# Indexing Basics

Here, we will look at a basic indexing workflow using the LangChain indexing API.

The main features of the API are to help:

* Avoid writing duplicated content into the vectostore
* Avoid over-writing content if it's unchanged

The indexing API will work even if working with documents that have gone several 
transformation steps (e.g., via text chunking) w/ respect to the original source document.

## How

LangChain indexing makes use of an persistence layer (`RecordManager`) that keeps track of document writes into the vectostore.

When indexing content, hashes are computed for each document, and the following information is stored in the record manager: 

- the document hash (hashed content of both page content and metadata)
- write time
- the source id -- each document should include information in its metadata to allow us determining the ultimate source of this document

## Deletion Modes

Indexing has 3 deletion modes:

| Delete Mode | De-Duplicates Content | Parallelizable | Cleans up Deleted of Source Docs| Cleans up  Mutations of Source Docs and/or Derived Docs | Clean Up Timing   |
|-------------|-----------------------|---------------|----------------------------------|----------------------------------------------------|---------------------|
| None        | ✅                    | ✅            | ❌                               | ❌                                                 | -                  |
| Incremental | ✅                    | ✅            | ❌                               | ✅                                                 | Continuously       |
| Full        | ✅                    | ❌            | ✅                               | ✅                                                 | At end of indexing |


`None` does not do any automatic clean up, allowing the user to do clean up of old content. 

`incremental` and `full` offer the following automated clean up:


* If the content of source document or derived documents has **changed**, both `incremental` or `full` modes will clean up previous versions of the content.
* If the source document has been **deleted**, the `full` delete mode will delete it from the vectorstore correctly, but the `incremental` mode will not.


When content is mutated (e.g., the source PDF file was revised) there will be a period of time during indexing when both the new and old versions may be returned to the user. This happens after the new content was written, but before the old version was deleted.
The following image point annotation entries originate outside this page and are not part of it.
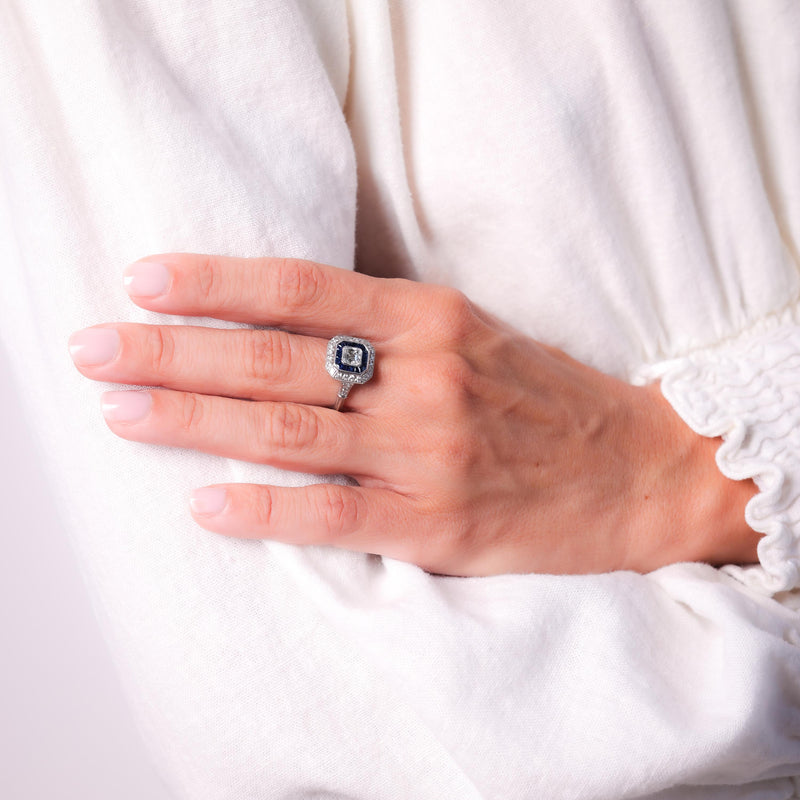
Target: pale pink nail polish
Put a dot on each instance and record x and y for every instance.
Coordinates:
(93, 346)
(208, 501)
(126, 406)
(146, 279)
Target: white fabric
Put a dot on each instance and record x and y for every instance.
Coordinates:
(621, 180)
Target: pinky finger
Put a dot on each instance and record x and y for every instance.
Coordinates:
(352, 517)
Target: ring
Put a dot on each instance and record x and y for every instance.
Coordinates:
(350, 360)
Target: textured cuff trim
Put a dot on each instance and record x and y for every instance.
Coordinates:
(747, 390)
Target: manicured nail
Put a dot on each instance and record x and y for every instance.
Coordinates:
(208, 501)
(126, 406)
(93, 346)
(146, 279)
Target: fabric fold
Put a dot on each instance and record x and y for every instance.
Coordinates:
(747, 390)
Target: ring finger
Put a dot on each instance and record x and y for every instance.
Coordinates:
(289, 435)
(250, 364)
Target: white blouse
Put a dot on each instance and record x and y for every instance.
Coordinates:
(618, 179)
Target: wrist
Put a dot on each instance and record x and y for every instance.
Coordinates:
(687, 510)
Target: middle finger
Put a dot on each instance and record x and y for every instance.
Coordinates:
(242, 363)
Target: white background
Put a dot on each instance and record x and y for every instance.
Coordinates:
(65, 729)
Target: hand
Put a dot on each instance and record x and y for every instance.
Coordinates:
(476, 449)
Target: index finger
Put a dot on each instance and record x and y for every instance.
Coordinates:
(303, 296)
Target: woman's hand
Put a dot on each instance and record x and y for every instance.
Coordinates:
(476, 449)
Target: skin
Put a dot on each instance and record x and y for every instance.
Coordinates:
(481, 452)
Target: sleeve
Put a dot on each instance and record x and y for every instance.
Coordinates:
(746, 389)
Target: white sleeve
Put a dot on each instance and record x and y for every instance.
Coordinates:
(747, 390)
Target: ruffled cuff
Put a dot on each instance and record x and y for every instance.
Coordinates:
(747, 390)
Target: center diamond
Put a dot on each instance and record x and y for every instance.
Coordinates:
(352, 356)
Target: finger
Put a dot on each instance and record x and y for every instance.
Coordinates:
(301, 295)
(289, 435)
(368, 520)
(257, 365)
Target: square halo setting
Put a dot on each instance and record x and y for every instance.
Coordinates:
(350, 359)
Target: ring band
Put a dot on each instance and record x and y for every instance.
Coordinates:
(349, 360)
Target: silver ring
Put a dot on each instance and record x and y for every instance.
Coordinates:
(350, 360)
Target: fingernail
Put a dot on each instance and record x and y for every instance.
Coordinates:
(146, 279)
(93, 346)
(126, 406)
(208, 501)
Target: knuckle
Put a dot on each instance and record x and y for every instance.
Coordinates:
(207, 271)
(340, 509)
(297, 284)
(190, 412)
(267, 355)
(292, 427)
(161, 349)
(264, 509)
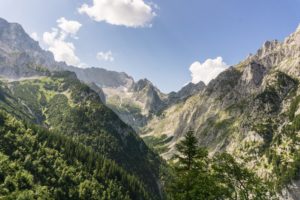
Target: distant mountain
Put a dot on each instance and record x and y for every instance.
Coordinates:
(38, 91)
(134, 102)
(251, 110)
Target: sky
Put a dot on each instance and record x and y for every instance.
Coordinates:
(169, 42)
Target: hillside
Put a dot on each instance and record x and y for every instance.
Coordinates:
(63, 104)
(38, 164)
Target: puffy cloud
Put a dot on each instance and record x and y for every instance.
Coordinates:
(106, 56)
(34, 36)
(68, 26)
(207, 70)
(57, 43)
(130, 13)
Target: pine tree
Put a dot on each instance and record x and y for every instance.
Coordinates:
(192, 179)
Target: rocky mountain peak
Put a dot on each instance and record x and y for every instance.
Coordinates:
(141, 84)
(14, 38)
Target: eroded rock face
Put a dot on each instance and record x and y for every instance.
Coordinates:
(244, 111)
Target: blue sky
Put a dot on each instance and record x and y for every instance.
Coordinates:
(181, 33)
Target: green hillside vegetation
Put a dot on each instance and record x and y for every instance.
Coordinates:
(64, 105)
(38, 164)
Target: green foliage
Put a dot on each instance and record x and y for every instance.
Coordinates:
(158, 144)
(293, 107)
(65, 105)
(199, 177)
(37, 164)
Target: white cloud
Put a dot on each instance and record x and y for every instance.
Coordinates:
(34, 36)
(106, 56)
(68, 26)
(130, 13)
(207, 70)
(56, 41)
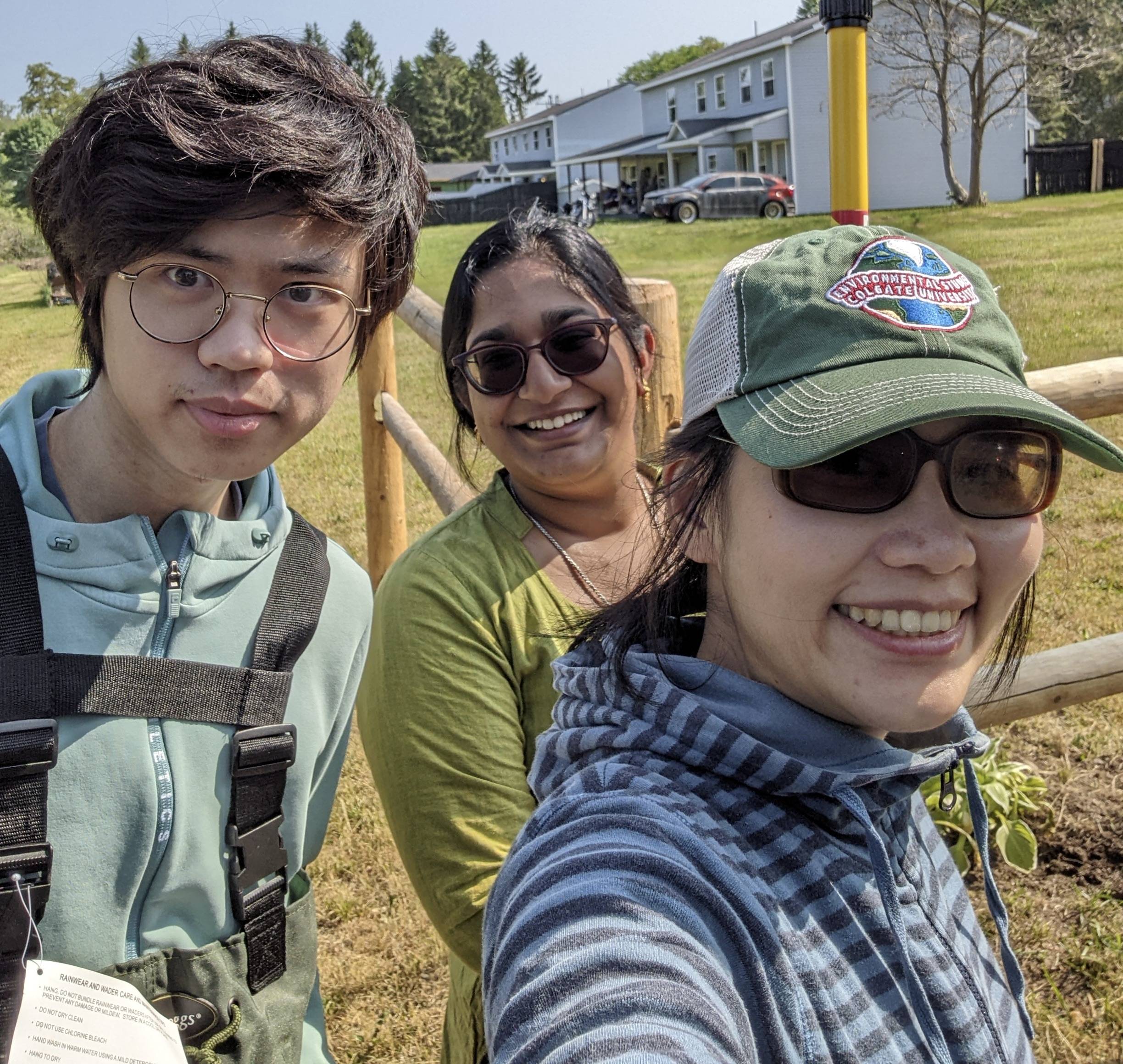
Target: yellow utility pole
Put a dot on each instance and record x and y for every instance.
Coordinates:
(846, 23)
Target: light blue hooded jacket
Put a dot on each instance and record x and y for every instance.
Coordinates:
(720, 875)
(141, 863)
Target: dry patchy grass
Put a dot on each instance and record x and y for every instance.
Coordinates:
(1057, 261)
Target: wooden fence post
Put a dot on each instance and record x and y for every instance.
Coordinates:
(658, 302)
(383, 484)
(1097, 166)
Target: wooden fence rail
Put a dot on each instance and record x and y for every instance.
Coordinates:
(1081, 672)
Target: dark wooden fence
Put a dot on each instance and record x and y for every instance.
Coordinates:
(492, 206)
(1113, 164)
(1054, 169)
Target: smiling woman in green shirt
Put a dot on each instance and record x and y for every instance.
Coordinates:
(546, 360)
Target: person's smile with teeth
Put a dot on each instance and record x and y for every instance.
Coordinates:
(902, 622)
(557, 421)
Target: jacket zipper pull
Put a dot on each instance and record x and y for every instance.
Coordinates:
(948, 796)
(174, 588)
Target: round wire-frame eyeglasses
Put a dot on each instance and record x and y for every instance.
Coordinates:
(356, 312)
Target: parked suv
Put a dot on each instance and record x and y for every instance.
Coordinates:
(723, 196)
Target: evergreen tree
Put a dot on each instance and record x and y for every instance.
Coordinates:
(21, 150)
(440, 43)
(444, 122)
(520, 86)
(314, 36)
(402, 94)
(139, 56)
(360, 54)
(485, 100)
(662, 62)
(49, 94)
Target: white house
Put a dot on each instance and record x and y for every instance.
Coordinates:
(762, 105)
(528, 150)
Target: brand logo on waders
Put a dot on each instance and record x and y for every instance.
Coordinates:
(194, 1016)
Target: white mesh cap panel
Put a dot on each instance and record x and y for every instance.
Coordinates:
(713, 361)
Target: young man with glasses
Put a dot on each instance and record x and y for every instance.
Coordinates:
(180, 652)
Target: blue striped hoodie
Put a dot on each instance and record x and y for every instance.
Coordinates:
(719, 875)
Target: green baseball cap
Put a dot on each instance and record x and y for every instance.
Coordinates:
(817, 343)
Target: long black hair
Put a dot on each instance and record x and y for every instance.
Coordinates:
(674, 587)
(582, 264)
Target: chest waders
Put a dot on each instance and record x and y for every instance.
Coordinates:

* `incremental` indexing minimizes this period of time as it able to do clean up continuously.
* `full` mode does the clean up after all batches have been written.

## Vectorstore Requirements

This code only works with LangChain Vectorstores that support:

* document addition by id (`add_documents` method with `ids` argument)
* delete by id (`delete` method with)

In [1]:
%load_ext autoreload
%autoreload 2

In [2]:
from langchain.embeddings import OpenAIEmbeddings
from langchain.vectorstores.redis import Redis
from langchain.indexes import SQLRecordManager, index
from langchain.schema import Document

Initialize a vectorstore and set up the embeddings

In [3]:
collection_name = 'my_docs'

embeddings = OpenAIEmbeddings()
vectorstore = Redis('redis://localhost:6379', index_name=collection_name, embedding_function=embeddings.embed_documents)

Initialize a record manager with an appropriate namespace.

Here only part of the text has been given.